5a. Advanced: Azure Machine Learning Services - EY-Data-Science-Program/2021-Better-Working-World-Data-Challenge GitHub Wiki

The Bushfire challenge can also be run on Azure Machine Learning services (AML), which is a sophisticated service featuring Jupyter Notebooks, capabilities to log experiments, access to auto-scaling compute, like training clusters etc. Using AML for the challenge makes sense for advanced groups and institutions that want to give several groups access to the same environment, where compute and notebooks can be shared. While the Cube-in-a-box setup can be readily deployed in the public cloud through a single click, the AML setup requires a couple of manual steps. If you have an existing Azure subscription and tenant, the Microsoft team is ready to help you setting the AML environment up.

Azure Machine Learning

Azure Machine Learning (AML) is a cloud-based environment you can use to train, deploy, automate, manage, and track ML models. The environment offers integration with auto-scaling compute clusters, Jupyter notebooks, your favourite frameworks like Scikit-learn, XGBoost, PyTorch, TensorFlow etc. It has a variety of services built in from drag-and-drop user interfaces over AutoML to MLOps functionalities. Read more about at docs.microsoft.com and try it first-hand in a free, sandboxed learning environment at Microsoft Learn.

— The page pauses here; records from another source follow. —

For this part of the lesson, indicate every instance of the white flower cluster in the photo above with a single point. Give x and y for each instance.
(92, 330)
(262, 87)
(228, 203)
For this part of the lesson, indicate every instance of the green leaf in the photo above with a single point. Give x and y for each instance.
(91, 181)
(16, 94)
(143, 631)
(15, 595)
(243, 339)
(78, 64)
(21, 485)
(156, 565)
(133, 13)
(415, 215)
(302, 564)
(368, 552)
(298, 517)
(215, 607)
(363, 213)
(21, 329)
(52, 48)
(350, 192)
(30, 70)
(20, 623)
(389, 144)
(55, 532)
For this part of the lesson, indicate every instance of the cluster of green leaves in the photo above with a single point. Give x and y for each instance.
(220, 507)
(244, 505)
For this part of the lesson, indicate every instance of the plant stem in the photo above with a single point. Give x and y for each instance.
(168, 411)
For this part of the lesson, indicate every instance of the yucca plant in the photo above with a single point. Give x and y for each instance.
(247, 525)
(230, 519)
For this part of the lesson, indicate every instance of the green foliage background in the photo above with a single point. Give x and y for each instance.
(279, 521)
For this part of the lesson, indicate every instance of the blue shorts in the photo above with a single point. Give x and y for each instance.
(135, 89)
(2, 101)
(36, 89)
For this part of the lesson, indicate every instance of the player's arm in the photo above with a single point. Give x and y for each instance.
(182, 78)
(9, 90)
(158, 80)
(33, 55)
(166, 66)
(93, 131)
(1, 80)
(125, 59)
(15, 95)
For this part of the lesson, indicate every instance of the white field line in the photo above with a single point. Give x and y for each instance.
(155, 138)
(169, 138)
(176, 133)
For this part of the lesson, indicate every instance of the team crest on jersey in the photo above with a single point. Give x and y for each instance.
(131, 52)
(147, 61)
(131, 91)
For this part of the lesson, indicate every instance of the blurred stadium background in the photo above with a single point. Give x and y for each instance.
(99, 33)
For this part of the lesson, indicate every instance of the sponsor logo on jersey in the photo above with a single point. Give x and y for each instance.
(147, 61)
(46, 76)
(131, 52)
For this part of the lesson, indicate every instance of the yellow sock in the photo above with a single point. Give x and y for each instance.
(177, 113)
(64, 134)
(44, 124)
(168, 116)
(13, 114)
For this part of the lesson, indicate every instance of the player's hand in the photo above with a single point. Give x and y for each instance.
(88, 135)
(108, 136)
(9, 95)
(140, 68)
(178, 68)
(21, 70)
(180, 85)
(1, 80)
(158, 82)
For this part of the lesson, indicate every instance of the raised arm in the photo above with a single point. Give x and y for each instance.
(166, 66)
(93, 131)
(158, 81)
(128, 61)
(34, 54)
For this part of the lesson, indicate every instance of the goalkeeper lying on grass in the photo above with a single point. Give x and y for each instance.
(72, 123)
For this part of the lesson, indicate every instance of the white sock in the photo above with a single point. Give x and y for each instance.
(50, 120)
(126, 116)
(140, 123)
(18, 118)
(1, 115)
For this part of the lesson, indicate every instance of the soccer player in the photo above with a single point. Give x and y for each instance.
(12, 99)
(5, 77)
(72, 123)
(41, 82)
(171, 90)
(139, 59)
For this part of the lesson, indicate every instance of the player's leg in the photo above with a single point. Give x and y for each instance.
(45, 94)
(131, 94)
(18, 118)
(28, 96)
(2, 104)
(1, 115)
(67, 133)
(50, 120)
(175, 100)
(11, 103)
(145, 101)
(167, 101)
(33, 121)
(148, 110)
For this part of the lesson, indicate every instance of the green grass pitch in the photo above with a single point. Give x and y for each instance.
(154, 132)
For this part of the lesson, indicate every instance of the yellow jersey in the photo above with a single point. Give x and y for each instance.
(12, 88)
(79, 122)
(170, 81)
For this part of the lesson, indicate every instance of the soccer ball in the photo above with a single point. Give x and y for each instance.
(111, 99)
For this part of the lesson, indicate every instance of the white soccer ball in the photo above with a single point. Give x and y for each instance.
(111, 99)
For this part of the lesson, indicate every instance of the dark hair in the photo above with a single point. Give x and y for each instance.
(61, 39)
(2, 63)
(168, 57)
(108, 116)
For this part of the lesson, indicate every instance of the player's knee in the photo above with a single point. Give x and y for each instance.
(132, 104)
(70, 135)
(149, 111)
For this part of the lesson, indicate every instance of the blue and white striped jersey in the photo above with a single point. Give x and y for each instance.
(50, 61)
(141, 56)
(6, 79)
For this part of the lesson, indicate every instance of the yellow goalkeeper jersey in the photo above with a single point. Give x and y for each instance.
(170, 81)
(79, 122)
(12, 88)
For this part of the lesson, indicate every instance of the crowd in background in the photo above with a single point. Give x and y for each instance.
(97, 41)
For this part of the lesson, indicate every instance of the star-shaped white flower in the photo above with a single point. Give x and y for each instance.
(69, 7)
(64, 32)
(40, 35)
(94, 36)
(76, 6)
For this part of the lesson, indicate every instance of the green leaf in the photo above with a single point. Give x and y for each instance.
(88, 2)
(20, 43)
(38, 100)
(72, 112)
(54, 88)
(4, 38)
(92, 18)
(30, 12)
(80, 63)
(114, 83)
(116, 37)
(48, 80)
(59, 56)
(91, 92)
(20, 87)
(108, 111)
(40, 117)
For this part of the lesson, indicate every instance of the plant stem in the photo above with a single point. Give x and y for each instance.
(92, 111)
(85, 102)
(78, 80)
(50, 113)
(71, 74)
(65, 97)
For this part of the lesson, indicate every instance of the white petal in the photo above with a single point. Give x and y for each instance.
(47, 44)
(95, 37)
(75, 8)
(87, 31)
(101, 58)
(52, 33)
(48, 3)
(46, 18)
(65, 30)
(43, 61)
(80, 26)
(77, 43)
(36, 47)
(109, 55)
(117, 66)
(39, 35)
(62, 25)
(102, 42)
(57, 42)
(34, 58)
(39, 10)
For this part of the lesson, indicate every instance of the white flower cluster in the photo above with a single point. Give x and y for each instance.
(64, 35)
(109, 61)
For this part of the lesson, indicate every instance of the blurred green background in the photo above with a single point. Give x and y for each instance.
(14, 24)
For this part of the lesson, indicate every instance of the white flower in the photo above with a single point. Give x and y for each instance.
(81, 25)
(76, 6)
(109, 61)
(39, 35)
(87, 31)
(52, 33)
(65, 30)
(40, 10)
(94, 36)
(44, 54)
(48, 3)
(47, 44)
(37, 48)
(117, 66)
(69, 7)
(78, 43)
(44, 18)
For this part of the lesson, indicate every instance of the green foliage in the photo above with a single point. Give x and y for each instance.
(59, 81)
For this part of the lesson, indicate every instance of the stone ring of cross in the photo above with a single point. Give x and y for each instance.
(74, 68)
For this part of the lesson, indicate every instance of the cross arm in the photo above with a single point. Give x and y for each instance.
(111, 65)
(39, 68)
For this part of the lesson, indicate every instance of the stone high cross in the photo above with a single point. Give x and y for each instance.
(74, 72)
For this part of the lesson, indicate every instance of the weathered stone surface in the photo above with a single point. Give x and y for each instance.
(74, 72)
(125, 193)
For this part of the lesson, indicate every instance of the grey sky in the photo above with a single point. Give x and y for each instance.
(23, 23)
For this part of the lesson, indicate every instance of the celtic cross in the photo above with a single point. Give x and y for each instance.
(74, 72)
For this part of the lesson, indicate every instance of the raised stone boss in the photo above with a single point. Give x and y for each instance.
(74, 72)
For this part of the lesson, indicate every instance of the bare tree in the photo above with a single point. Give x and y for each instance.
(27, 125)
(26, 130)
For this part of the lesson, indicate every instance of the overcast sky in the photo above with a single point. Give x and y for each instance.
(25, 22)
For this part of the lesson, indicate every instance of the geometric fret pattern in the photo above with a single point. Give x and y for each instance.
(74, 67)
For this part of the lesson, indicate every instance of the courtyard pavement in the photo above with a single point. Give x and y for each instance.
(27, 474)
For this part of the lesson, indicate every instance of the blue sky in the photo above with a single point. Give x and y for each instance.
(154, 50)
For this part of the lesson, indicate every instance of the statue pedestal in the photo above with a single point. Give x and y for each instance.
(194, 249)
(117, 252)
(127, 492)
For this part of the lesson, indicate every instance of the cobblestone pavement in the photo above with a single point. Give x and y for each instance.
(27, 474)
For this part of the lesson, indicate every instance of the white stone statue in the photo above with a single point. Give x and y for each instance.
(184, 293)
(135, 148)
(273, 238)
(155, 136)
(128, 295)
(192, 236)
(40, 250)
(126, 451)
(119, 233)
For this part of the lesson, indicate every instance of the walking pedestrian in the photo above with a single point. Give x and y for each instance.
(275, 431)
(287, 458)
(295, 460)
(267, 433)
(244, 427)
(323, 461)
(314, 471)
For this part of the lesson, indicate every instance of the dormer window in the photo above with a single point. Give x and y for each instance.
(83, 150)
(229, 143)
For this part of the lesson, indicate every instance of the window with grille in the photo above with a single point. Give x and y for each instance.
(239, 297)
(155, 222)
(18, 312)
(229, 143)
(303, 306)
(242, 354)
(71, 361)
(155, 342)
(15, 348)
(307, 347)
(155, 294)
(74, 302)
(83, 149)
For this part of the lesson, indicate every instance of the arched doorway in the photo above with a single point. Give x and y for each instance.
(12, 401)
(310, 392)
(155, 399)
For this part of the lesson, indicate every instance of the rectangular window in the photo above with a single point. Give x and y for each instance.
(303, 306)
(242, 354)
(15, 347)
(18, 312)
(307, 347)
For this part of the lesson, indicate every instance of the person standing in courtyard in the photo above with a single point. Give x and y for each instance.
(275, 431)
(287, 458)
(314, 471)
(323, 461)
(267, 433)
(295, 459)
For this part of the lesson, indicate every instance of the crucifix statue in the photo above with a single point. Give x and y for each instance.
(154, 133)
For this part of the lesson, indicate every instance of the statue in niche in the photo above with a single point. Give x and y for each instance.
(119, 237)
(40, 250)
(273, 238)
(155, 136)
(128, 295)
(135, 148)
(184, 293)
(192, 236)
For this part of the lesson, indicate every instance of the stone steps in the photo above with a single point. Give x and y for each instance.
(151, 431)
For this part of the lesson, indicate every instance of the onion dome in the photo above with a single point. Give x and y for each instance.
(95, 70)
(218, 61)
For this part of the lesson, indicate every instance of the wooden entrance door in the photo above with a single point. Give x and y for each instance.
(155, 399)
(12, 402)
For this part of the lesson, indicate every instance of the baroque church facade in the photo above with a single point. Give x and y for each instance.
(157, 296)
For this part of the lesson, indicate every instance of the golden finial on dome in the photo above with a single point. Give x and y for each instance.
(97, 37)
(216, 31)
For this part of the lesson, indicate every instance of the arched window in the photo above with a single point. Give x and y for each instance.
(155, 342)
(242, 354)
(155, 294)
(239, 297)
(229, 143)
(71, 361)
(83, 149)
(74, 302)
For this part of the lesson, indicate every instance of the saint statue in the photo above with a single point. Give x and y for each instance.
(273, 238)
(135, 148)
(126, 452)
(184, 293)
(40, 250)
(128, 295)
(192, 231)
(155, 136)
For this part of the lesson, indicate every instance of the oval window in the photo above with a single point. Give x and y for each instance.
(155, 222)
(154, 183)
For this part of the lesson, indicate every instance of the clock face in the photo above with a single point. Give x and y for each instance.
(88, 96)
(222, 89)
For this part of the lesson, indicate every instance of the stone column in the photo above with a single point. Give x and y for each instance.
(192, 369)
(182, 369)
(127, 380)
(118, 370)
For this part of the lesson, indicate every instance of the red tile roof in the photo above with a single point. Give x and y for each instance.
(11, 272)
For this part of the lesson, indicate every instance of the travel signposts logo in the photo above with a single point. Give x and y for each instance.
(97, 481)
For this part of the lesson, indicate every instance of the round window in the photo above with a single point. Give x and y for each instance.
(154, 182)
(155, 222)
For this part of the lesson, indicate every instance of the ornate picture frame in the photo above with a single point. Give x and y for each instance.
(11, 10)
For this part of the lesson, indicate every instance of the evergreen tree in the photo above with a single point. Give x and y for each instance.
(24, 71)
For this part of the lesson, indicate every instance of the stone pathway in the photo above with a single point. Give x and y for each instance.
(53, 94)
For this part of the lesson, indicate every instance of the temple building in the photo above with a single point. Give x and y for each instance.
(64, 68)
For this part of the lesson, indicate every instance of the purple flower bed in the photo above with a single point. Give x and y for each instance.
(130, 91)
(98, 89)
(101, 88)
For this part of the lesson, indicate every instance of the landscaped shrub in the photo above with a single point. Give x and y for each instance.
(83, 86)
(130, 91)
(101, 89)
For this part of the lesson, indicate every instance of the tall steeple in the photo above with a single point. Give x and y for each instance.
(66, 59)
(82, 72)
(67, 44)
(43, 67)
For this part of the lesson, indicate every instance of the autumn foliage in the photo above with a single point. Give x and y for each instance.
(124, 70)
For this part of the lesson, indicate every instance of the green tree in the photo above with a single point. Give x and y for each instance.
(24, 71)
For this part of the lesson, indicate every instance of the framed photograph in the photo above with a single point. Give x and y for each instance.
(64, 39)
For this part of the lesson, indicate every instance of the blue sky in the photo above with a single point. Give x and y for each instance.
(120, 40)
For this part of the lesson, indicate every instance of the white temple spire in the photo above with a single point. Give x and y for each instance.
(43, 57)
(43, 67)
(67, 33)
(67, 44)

The following is a technical description of how to set up an opendatacube/cube-in-a-box environment in AML.

Overview

Cube-in-a-box is a dockerized setup that provides you with a ready-to-go environment consisting of a PostGIS database and a Conda environment with preinstalled Opendatacube libraries. To emulate this in AML, a few manual installation steps are required, which set up all components separately.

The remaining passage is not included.